Vince Perrino is a frustrated, cynical, alcoholic, chain smoking newspaper columnist who is hired by a wealthy publisher, named Harrison Crawford III, who hopes that Perrino can revamp a small Los Angeles newspaper agency that Crawford just bought out when a series of murders of young women begins all over the city. Crawford wants Perrino's expertise to make the killings front-page news. Meanwhile, the killer is revealed to the viewers to be a dangerously disturbed grocery store employee, named Tony Pate, who is one of several suspects that LAPD detectives John Armstrong and Raymond Zavala, are investigating. Part of the plot is loosely based on the Son of Sam murders and shows a deep insight into how newspapers and television news will go to extreme lengths to sell papers in order to exploit a time of a local crisis.

==Cast==
- David Janssen as Vince Perrino
- Robert Vaughn as Harrison Crawford III
- Perry King as Lieutenant John Armstrong
- Mickey Rourke as Tony Pate
- William Prince as Harrison Crawford II
- Susan Sullivan as Madeleine Crawford
- William Daniels as Freeman Stribling
- Pepe Serna as Raymond Zavala
- Allan Miller as George Weller
- M. Emmet Walsh as Sheldon Lewis
- Christopher Allport as Kenny Reiger
- Lane Smith as Brian
- Frank McRae as Captain Madison
- Mary Stuart Masterson as Abby Crawford

==Production==
The film was inspired by a conversation between two friends, William Goldman and Pete Masterson. Goldman got the idea when he came home one afternoon to find that his daughter, then about twelve, had tried to dye her hair because the real life serial killer, Son Of Sam, was said to be killing dark-haired women. Goldman was horrified that exploitive press accounts had reached into his home and frightened his daughter and saw a story in the interplay of killer and press. "That's how pervasive women's fear became," said director Jud Taylor. Goldman told Masterson "this would make a terrific TV movie" and they hired Albert Rubin to write a script and novelist and friend Linda Stewart to write a novel based on the idea. The novel was published by Delacorte under the title "Panic on Page One" to solid reviews in the New York Times (October 28, 1979) and the L.A. Times (September 16, 1979) among others. For the ABC-TV movie, Taylor cast Mickey Rourke as the killer. "It was one of Mickey's first big parts, and he was extraordinary, and conveyed just the sense of casual menace -- he was a bag boy in a Los Angeles supermarket, for God's sake -- that we wanted."

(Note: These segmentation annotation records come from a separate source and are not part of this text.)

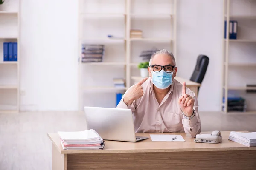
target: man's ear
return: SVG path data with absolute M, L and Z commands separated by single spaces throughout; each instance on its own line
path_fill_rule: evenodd
M 152 74 L 151 74 L 151 70 L 150 70 L 150 67 L 148 67 L 148 73 L 149 73 L 149 76 L 152 76 Z
M 175 77 L 176 75 L 177 74 L 177 71 L 178 71 L 178 68 L 176 67 L 174 68 L 174 71 L 173 71 L 173 76 Z

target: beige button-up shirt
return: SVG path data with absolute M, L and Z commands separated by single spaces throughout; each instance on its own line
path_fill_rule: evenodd
M 145 81 L 142 86 L 144 91 L 142 97 L 127 106 L 123 101 L 125 93 L 123 99 L 116 107 L 131 110 L 136 133 L 185 132 L 195 137 L 201 132 L 198 105 L 193 91 L 186 88 L 186 93 L 195 99 L 194 109 L 196 112 L 195 115 L 189 120 L 183 117 L 178 103 L 179 97 L 182 93 L 182 84 L 179 82 L 174 79 L 169 91 L 160 105 L 153 90 L 151 77 Z

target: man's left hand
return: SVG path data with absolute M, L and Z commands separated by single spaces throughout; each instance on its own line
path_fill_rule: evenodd
M 186 116 L 190 117 L 192 116 L 195 99 L 190 95 L 186 94 L 185 82 L 183 82 L 182 96 L 179 98 L 178 102 L 180 109 Z

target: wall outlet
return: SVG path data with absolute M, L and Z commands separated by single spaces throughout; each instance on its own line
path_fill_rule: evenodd
M 26 92 L 24 90 L 21 90 L 20 93 L 20 96 L 25 96 L 26 95 Z

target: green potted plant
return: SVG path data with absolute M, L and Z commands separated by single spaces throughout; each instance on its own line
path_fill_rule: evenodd
M 149 66 L 149 62 L 142 62 L 140 63 L 138 68 L 140 70 L 140 76 L 142 77 L 147 77 L 149 76 L 148 67 Z
M 0 0 L 0 6 L 4 3 L 4 0 Z

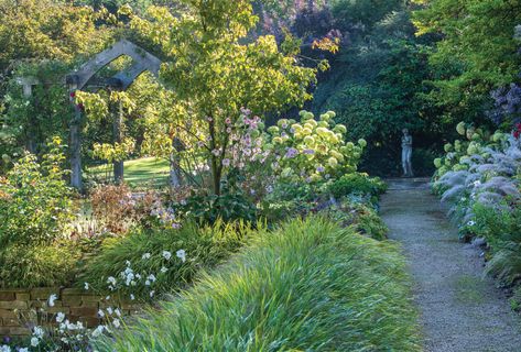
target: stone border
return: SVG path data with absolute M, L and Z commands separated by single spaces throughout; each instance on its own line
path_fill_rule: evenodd
M 46 307 L 51 295 L 56 295 L 57 299 L 54 307 Z M 100 308 L 120 308 L 127 316 L 134 315 L 140 309 L 139 305 L 121 301 L 113 295 L 111 297 L 113 298 L 109 302 L 104 296 L 78 288 L 0 288 L 0 338 L 31 334 L 31 321 L 24 320 L 31 314 L 34 316 L 42 307 L 46 308 L 40 317 L 51 320 L 46 321 L 47 324 L 53 323 L 57 312 L 63 312 L 70 322 L 82 321 L 89 328 L 101 323 L 98 317 Z

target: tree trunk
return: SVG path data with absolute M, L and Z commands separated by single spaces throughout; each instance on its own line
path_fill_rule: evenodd
M 122 133 L 121 133 L 121 125 L 123 123 L 123 105 L 121 101 L 118 102 L 118 111 L 115 114 L 113 120 L 113 141 L 115 143 L 121 143 Z M 123 182 L 124 173 L 124 164 L 123 161 L 116 161 L 113 162 L 113 180 L 117 185 Z
M 70 186 L 82 190 L 82 110 L 76 107 L 70 121 Z

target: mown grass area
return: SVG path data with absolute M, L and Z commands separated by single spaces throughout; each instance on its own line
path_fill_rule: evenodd
M 112 165 L 100 165 L 89 169 L 97 177 L 106 177 L 107 167 L 112 170 Z M 133 187 L 163 187 L 169 183 L 170 165 L 166 160 L 142 157 L 124 162 L 124 182 Z
M 420 351 L 397 245 L 318 217 L 264 231 L 99 351 Z

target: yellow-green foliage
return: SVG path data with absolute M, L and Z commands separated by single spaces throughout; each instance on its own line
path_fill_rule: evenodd
M 347 128 L 335 124 L 334 111 L 316 120 L 310 111 L 301 111 L 301 121 L 279 120 L 268 129 L 264 150 L 280 156 L 273 170 L 289 180 L 321 182 L 357 170 L 367 142 L 345 141 Z

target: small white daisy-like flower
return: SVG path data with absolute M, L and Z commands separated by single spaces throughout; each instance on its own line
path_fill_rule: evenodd
M 172 257 L 172 253 L 169 252 L 169 251 L 163 251 L 163 257 L 167 261 L 170 261 L 170 258 Z
M 56 322 L 62 322 L 65 319 L 65 315 L 63 312 L 58 312 L 56 315 Z
M 105 326 L 98 326 L 96 329 L 93 330 L 93 337 L 97 338 L 101 333 L 104 333 Z
M 184 263 L 186 262 L 186 251 L 185 250 L 178 250 L 175 252 L 175 255 Z

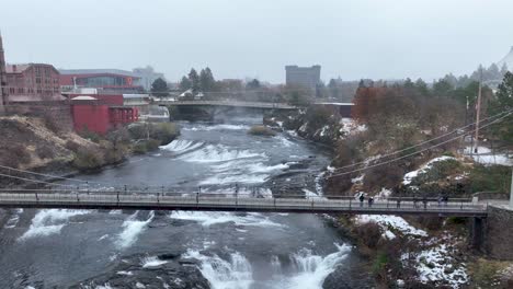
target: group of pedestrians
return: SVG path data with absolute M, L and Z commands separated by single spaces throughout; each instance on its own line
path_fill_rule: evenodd
M 357 199 L 360 200 L 360 207 L 363 207 L 364 203 L 365 203 L 365 194 L 361 192 L 360 195 L 357 195 Z M 438 207 L 442 207 L 442 204 L 447 206 L 448 197 L 446 195 L 438 195 L 436 200 L 438 203 Z M 401 201 L 402 200 L 401 200 L 400 197 L 397 198 L 397 208 L 398 209 L 401 207 Z M 368 203 L 368 207 L 372 207 L 373 204 L 374 204 L 374 197 L 369 196 L 367 198 L 367 203 Z M 419 196 L 413 196 L 413 208 L 420 208 L 421 207 L 420 203 L 422 203 L 422 207 L 424 209 L 428 209 L 428 204 L 429 204 L 428 196 L 423 196 L 422 198 L 420 198 Z
M 358 199 L 360 199 L 360 207 L 363 207 L 363 204 L 365 201 L 365 194 L 360 193 Z M 368 203 L 368 207 L 372 207 L 373 204 L 374 204 L 374 197 L 372 197 L 372 196 L 368 197 L 367 203 Z

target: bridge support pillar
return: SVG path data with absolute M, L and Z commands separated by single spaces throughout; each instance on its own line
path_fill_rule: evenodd
M 472 218 L 470 230 L 470 245 L 474 250 L 482 251 L 485 243 L 486 218 Z

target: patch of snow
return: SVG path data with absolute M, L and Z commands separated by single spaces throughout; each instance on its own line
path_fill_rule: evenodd
M 404 184 L 404 185 L 411 184 L 413 178 L 415 178 L 419 174 L 428 172 L 433 166 L 433 163 L 447 161 L 447 160 L 456 160 L 456 159 L 453 158 L 453 157 L 448 157 L 448 155 L 442 155 L 442 157 L 438 157 L 438 158 L 434 158 L 433 160 L 431 160 L 428 163 L 425 163 L 424 165 L 422 165 L 419 170 L 411 171 L 411 172 L 407 173 L 404 175 L 404 177 L 403 177 L 402 184 Z
M 353 178 L 351 178 L 351 183 L 353 183 L 353 184 L 362 184 L 364 177 L 365 177 L 365 174 L 363 174 L 363 175 L 361 175 L 361 176 L 353 177 Z
M 326 137 L 327 131 L 328 131 L 329 129 L 330 129 L 330 126 L 323 126 L 323 127 L 322 127 L 322 130 L 321 130 L 321 132 L 320 132 L 320 136 L 321 136 L 321 137 Z
M 367 127 L 365 125 L 358 125 L 352 118 L 342 118 L 340 119 L 339 124 L 341 125 L 339 132 L 341 132 L 344 136 L 355 135 L 367 130 Z
M 378 199 L 387 199 L 391 195 L 391 190 L 385 187 L 381 187 L 381 190 L 376 195 Z
M 299 131 L 306 132 L 306 128 L 308 127 L 308 123 L 305 123 L 300 128 Z
M 392 233 L 390 230 L 386 230 L 385 233 L 381 234 L 384 238 L 388 240 L 394 240 L 396 239 L 396 234 Z
M 414 228 L 401 217 L 387 215 L 360 215 L 355 218 L 358 223 L 375 222 L 385 231 L 388 229 L 395 229 L 404 235 L 428 236 L 428 233 L 424 230 Z
M 466 147 L 464 150 L 464 154 L 472 158 L 472 160 L 477 163 L 485 164 L 485 165 L 505 165 L 505 166 L 513 166 L 513 159 L 509 158 L 504 153 L 493 153 L 487 147 L 478 147 L 478 152 L 475 153 L 474 149 L 476 147 Z
M 422 282 L 447 281 L 458 288 L 468 281 L 465 264 L 459 263 L 455 268 L 446 244 L 422 251 L 415 256 L 415 263 Z

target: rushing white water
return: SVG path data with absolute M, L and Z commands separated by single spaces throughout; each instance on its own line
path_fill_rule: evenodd
M 20 240 L 27 240 L 35 236 L 47 236 L 60 233 L 60 230 L 68 223 L 68 219 L 79 215 L 90 213 L 88 210 L 65 210 L 46 209 L 39 210 L 32 219 L 29 230 L 20 236 Z
M 173 211 L 170 218 L 196 221 L 204 227 L 226 222 L 233 222 L 236 226 L 283 227 L 283 224 L 273 222 L 269 219 L 269 217 L 261 213 L 247 213 L 246 216 L 237 216 L 230 212 Z
M 271 256 L 271 276 L 265 280 L 253 278 L 253 267 L 239 252 L 223 259 L 218 255 L 206 256 L 189 250 L 185 257 L 201 262 L 200 270 L 208 279 L 213 289 L 249 289 L 254 284 L 259 288 L 276 289 L 321 289 L 326 277 L 331 274 L 347 255 L 347 245 L 337 245 L 338 251 L 327 256 L 316 255 L 309 248 L 301 248 L 289 256 L 293 268 L 284 268 L 277 256 Z M 288 271 L 288 274 L 284 274 Z
M 238 252 L 231 253 L 229 261 L 217 255 L 205 256 L 193 250 L 187 251 L 186 257 L 202 263 L 200 270 L 213 289 L 247 289 L 253 282 L 251 264 Z
M 123 222 L 123 231 L 117 236 L 116 242 L 121 248 L 125 248 L 134 244 L 137 241 L 138 235 L 145 231 L 146 226 L 151 222 L 155 217 L 155 212 L 150 211 L 148 219 L 141 221 L 137 220 L 138 213 L 139 211 L 134 212 L 134 215 Z
M 213 126 L 194 126 L 191 128 L 182 128 L 183 130 L 191 131 L 209 131 L 209 130 L 248 130 L 250 127 L 248 125 L 213 125 Z
M 142 268 L 147 268 L 147 267 L 158 267 L 168 262 L 163 259 L 159 259 L 157 256 L 148 256 L 141 259 L 140 265 L 142 266 Z
M 203 142 L 194 142 L 186 139 L 175 139 L 166 146 L 161 146 L 161 150 L 171 151 L 174 153 L 184 153 L 187 151 L 195 150 L 203 146 Z
M 282 288 L 322 288 L 322 282 L 335 268 L 337 264 L 345 258 L 351 251 L 349 245 L 335 244 L 338 251 L 324 257 L 315 255 L 311 250 L 303 248 L 293 254 L 292 261 L 296 267 L 297 275 L 285 280 Z
M 224 144 L 208 144 L 200 150 L 182 154 L 180 160 L 186 162 L 213 163 L 255 157 L 266 158 L 265 153 L 256 153 L 249 150 L 233 150 Z
M 9 218 L 9 220 L 5 222 L 5 228 L 7 229 L 12 229 L 16 227 L 18 221 L 20 221 L 20 215 L 23 213 L 23 209 L 15 209 L 14 213 Z

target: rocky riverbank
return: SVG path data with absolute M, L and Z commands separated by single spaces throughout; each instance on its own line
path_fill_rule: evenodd
M 118 164 L 134 153 L 171 142 L 180 129 L 169 123 L 133 124 L 106 136 L 89 131 L 79 135 L 44 118 L 10 116 L 0 117 L 0 173 L 5 174 L 0 176 L 0 184 L 8 186 L 33 183 L 29 180 L 54 181 L 16 170 L 70 176 Z

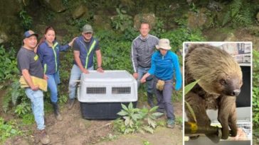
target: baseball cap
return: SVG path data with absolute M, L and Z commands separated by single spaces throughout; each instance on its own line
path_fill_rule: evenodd
M 164 50 L 171 50 L 171 47 L 170 47 L 170 42 L 169 40 L 168 39 L 161 39 L 159 41 L 159 43 L 157 45 L 156 45 L 157 49 L 164 49 Z
M 25 38 L 29 37 L 31 37 L 32 35 L 35 35 L 37 37 L 38 36 L 38 35 L 37 33 L 35 33 L 33 31 L 29 30 L 27 30 L 26 32 L 24 33 L 23 37 L 25 39 Z
M 92 33 L 93 32 L 92 28 L 90 25 L 86 24 L 83 27 L 82 31 L 83 33 Z

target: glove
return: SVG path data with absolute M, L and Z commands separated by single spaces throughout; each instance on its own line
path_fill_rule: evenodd
M 156 86 L 156 88 L 159 91 L 163 91 L 164 86 L 164 81 L 162 80 L 158 80 Z

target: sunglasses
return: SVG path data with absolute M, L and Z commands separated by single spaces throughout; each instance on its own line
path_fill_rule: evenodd
M 84 35 L 89 35 L 89 34 L 92 34 L 92 33 L 83 33 Z

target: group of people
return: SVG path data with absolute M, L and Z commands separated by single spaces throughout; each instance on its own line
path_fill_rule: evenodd
M 176 54 L 169 51 L 171 49 L 168 39 L 159 40 L 149 34 L 149 24 L 142 23 L 139 28 L 140 35 L 132 42 L 131 59 L 134 69 L 133 76 L 137 79 L 138 87 L 141 83 L 147 82 L 147 102 L 154 107 L 153 93 L 154 93 L 159 105 L 159 112 L 166 113 L 167 127 L 174 125 L 174 110 L 171 104 L 174 75 L 176 76 L 175 90 L 181 86 L 181 77 L 178 57 Z M 51 100 L 57 120 L 62 120 L 58 105 L 58 84 L 60 83 L 58 66 L 60 51 L 73 48 L 74 62 L 69 81 L 68 109 L 75 103 L 76 80 L 82 73 L 88 74 L 94 69 L 93 58 L 97 58 L 96 70 L 102 73 L 102 54 L 99 41 L 92 37 L 91 25 L 86 24 L 82 29 L 82 35 L 74 37 L 65 45 L 60 45 L 56 39 L 56 31 L 48 27 L 43 37 L 38 44 L 38 35 L 32 30 L 23 34 L 23 45 L 17 54 L 18 67 L 26 83 L 25 88 L 27 97 L 31 100 L 31 108 L 34 115 L 37 128 L 43 144 L 50 143 L 49 136 L 45 129 L 43 93 L 39 86 L 33 83 L 31 76 L 36 76 L 47 81 L 48 88 L 51 92 Z M 154 52 L 154 48 L 159 51 Z M 164 82 L 162 89 L 157 88 L 157 82 Z

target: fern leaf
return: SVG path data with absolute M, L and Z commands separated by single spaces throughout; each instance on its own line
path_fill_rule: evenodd
M 231 19 L 231 12 L 228 11 L 223 19 L 222 26 L 224 26 L 226 23 L 228 23 L 228 22 L 229 22 Z
M 240 9 L 242 6 L 242 0 L 234 0 L 233 1 L 232 4 L 231 4 L 231 17 L 233 17 L 237 13 L 238 13 Z

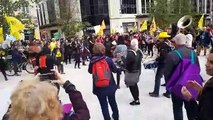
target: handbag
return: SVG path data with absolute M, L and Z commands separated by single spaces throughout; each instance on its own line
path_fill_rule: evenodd
M 139 82 L 140 71 L 137 70 L 135 72 L 125 72 L 124 82 L 128 86 L 133 86 Z

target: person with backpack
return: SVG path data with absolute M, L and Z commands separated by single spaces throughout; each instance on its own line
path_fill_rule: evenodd
M 6 66 L 7 63 L 6 63 L 5 58 L 4 58 L 5 54 L 6 54 L 5 50 L 0 48 L 0 71 L 4 75 L 5 81 L 7 81 L 8 78 L 7 78 L 7 75 L 6 75 L 6 72 L 5 72 L 6 67 L 7 67 Z
M 155 75 L 154 91 L 149 93 L 151 97 L 159 97 L 160 82 L 161 82 L 161 78 L 163 77 L 164 67 L 166 65 L 165 58 L 167 54 L 171 51 L 171 47 L 167 43 L 168 38 L 170 37 L 171 36 L 168 35 L 167 32 L 161 32 L 158 36 L 159 42 L 158 44 L 156 44 L 156 47 L 158 49 L 158 55 L 159 55 L 156 58 L 158 67 L 157 67 L 157 73 Z M 167 98 L 170 98 L 170 93 L 168 91 L 166 93 L 163 93 L 163 95 Z
M 186 47 L 186 41 L 187 41 L 186 36 L 182 33 L 179 33 L 173 38 L 173 41 L 174 41 L 174 46 L 176 49 L 170 52 L 167 55 L 165 60 L 166 65 L 164 70 L 164 77 L 165 77 L 167 89 L 169 88 L 169 84 L 171 83 L 172 76 L 177 75 L 177 72 L 178 72 L 177 70 L 181 69 L 181 67 L 179 67 L 179 64 L 183 64 L 184 59 L 189 59 L 190 61 L 190 59 L 192 59 L 192 56 L 193 56 L 193 63 L 197 65 L 198 69 L 200 69 L 200 65 L 199 65 L 199 61 L 198 61 L 198 57 L 196 53 L 190 48 Z M 185 66 L 183 67 L 185 68 Z M 179 71 L 184 71 L 184 69 Z M 184 79 L 182 75 L 184 74 L 190 75 L 191 72 L 188 72 L 188 73 L 183 72 L 178 74 L 177 75 L 178 79 L 176 79 L 175 82 L 177 83 L 179 81 L 182 81 L 182 79 Z M 175 94 L 175 91 L 171 91 L 171 97 L 172 97 L 172 104 L 173 104 L 174 120 L 183 120 L 183 110 L 182 110 L 183 103 L 185 105 L 188 120 L 196 120 L 198 105 L 195 100 L 187 101 L 181 98 L 180 96 L 177 96 L 177 94 Z
M 46 74 L 51 73 L 52 69 L 54 69 L 54 65 L 56 65 L 57 61 L 54 56 L 50 55 L 51 50 L 49 48 L 44 47 L 42 51 L 36 57 L 36 73 Z
M 116 46 L 115 50 L 113 51 L 113 56 L 115 58 L 115 63 L 121 68 L 125 69 L 125 62 L 126 62 L 126 55 L 127 55 L 127 46 L 124 43 L 124 37 L 118 37 L 118 45 Z M 120 75 L 117 73 L 117 87 L 120 89 Z
M 88 72 L 93 76 L 93 93 L 98 97 L 104 120 L 111 120 L 108 103 L 113 112 L 113 119 L 119 120 L 119 111 L 115 99 L 117 86 L 112 72 L 120 73 L 121 70 L 115 66 L 111 58 L 105 56 L 105 50 L 102 43 L 94 44 L 93 57 Z
M 142 51 L 138 48 L 138 40 L 132 39 L 130 49 L 126 57 L 125 84 L 129 87 L 134 98 L 130 105 L 140 105 L 139 89 L 137 83 L 141 74 L 141 60 L 143 58 Z

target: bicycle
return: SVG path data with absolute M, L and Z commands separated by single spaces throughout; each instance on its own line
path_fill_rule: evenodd
M 26 55 L 22 53 L 22 60 L 17 65 L 18 72 L 26 70 L 29 74 L 34 74 L 34 64 L 33 64 L 34 61 L 35 58 L 27 59 Z M 7 63 L 6 74 L 8 76 L 14 76 L 15 71 L 14 71 L 14 64 L 12 62 L 12 55 L 6 56 L 6 63 Z

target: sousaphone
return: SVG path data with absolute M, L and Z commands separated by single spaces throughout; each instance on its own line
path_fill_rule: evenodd
M 177 26 L 181 29 L 185 29 L 192 24 L 192 16 L 185 15 L 178 20 Z

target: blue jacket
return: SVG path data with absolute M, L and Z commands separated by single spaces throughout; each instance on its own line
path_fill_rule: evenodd
M 94 57 L 92 57 L 92 59 L 90 61 L 90 64 L 89 64 L 89 68 L 88 68 L 88 72 L 90 74 L 92 74 L 92 65 L 95 62 L 97 62 L 99 60 L 102 60 L 102 59 L 106 59 L 111 72 L 114 72 L 114 73 L 120 73 L 121 72 L 121 70 L 118 69 L 115 66 L 115 64 L 113 63 L 113 61 L 112 61 L 111 58 L 106 57 L 106 56 L 94 56 Z M 93 80 L 93 93 L 96 94 L 96 95 L 105 95 L 105 96 L 108 96 L 108 95 L 114 94 L 116 90 L 117 90 L 117 86 L 115 84 L 115 80 L 114 80 L 114 77 L 113 77 L 112 73 L 111 73 L 110 84 L 107 87 L 96 87 L 95 86 L 95 81 Z

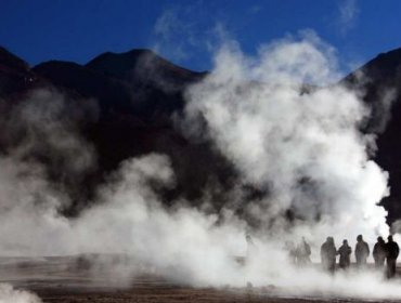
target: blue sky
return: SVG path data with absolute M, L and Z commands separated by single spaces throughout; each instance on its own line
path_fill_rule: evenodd
M 347 73 L 401 47 L 401 1 L 0 0 L 0 44 L 31 65 L 151 48 L 204 70 L 221 37 L 254 55 L 261 44 L 302 29 L 336 48 Z

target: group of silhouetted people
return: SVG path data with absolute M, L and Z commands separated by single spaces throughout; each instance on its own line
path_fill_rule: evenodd
M 388 241 L 385 242 L 381 237 L 377 238 L 377 242 L 373 248 L 373 259 L 375 261 L 375 267 L 378 269 L 384 268 L 386 263 L 387 277 L 392 278 L 396 275 L 396 264 L 400 249 L 398 247 L 398 243 L 393 241 L 392 236 L 388 236 L 387 239 Z M 342 246 L 337 250 L 334 243 L 334 238 L 327 237 L 326 241 L 321 247 L 322 266 L 325 271 L 334 273 L 336 268 L 336 256 L 339 255 L 338 267 L 347 269 L 351 264 L 351 253 L 352 249 L 348 245 L 347 240 L 344 240 Z M 368 245 L 363 240 L 362 235 L 359 235 L 357 237 L 354 253 L 357 267 L 365 267 L 371 251 Z
M 289 259 L 293 264 L 305 265 L 311 263 L 310 255 L 312 251 L 303 237 L 297 246 L 292 241 L 287 241 L 285 248 L 289 253 Z

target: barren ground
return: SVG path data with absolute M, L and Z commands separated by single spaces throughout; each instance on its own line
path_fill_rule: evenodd
M 362 302 L 348 299 L 290 298 L 281 295 L 269 287 L 192 288 L 170 284 L 148 274 L 132 278 L 128 285 L 121 287 L 118 281 L 104 278 L 102 269 L 89 268 L 87 261 L 91 258 L 0 258 L 0 282 L 30 290 L 43 302 L 57 303 Z M 113 263 L 116 260 L 108 261 Z

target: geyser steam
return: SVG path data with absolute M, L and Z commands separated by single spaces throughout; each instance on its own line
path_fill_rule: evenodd
M 283 251 L 283 239 L 301 236 L 316 252 L 329 235 L 337 243 L 342 238 L 352 243 L 363 234 L 372 245 L 376 235 L 388 233 L 386 212 L 377 206 L 388 194 L 387 174 L 368 158 L 374 137 L 359 131 L 370 111 L 360 92 L 327 85 L 337 78 L 334 51 L 312 34 L 263 47 L 257 58 L 243 55 L 235 43 L 221 48 L 214 70 L 186 91 L 184 116 L 177 121 L 189 136 L 211 140 L 240 172 L 240 184 L 228 195 L 233 200 L 222 201 L 219 213 L 205 213 L 202 206 L 191 208 L 183 200 L 167 208 L 151 184 L 174 186 L 174 173 L 167 156 L 152 154 L 122 162 L 98 188 L 92 207 L 67 219 L 59 210 L 70 199 L 52 186 L 40 163 L 2 156 L 2 253 L 126 253 L 132 266 L 111 273 L 127 284 L 137 268 L 146 266 L 196 286 L 251 281 L 287 293 L 331 289 L 336 294 L 401 298 L 400 290 L 375 274 L 332 279 L 316 271 L 297 271 Z M 47 123 L 35 123 L 34 130 L 53 126 L 56 139 L 65 137 L 67 128 L 68 141 L 54 150 L 70 152 L 69 144 L 78 148 L 74 150 L 81 162 L 75 161 L 74 170 L 79 172 L 92 163 L 93 150 L 72 136 L 70 122 L 54 123 L 56 113 L 49 111 Z M 31 147 L 25 142 L 15 150 L 26 146 Z M 267 194 L 245 203 L 242 185 L 249 184 Z M 246 215 L 240 218 L 238 209 Z M 261 224 L 251 229 L 243 218 Z M 247 230 L 256 248 L 244 266 L 235 258 L 247 252 Z M 366 284 L 376 289 L 366 293 Z
M 312 34 L 263 47 L 256 60 L 235 43 L 223 47 L 214 71 L 187 91 L 184 129 L 205 135 L 206 121 L 243 181 L 269 192 L 242 206 L 269 232 L 374 240 L 388 233 L 377 206 L 387 173 L 368 159 L 374 137 L 360 132 L 370 114 L 360 92 L 327 85 L 338 75 L 332 54 Z M 288 223 L 288 210 L 299 220 Z

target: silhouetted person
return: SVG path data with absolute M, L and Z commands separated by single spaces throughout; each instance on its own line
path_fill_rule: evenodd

Director Jud Taylor later made Out of the Darkness based on the policeman who investigated the Son of Sam case.

Taylor had his name removed from the film. "After I left, the producers filmed four more point-blank murders without asking me, and I was offended," he said. Stewart, called in to do a rewrite of the script " to make it closer to the novel" also removed her name when her changes were changed.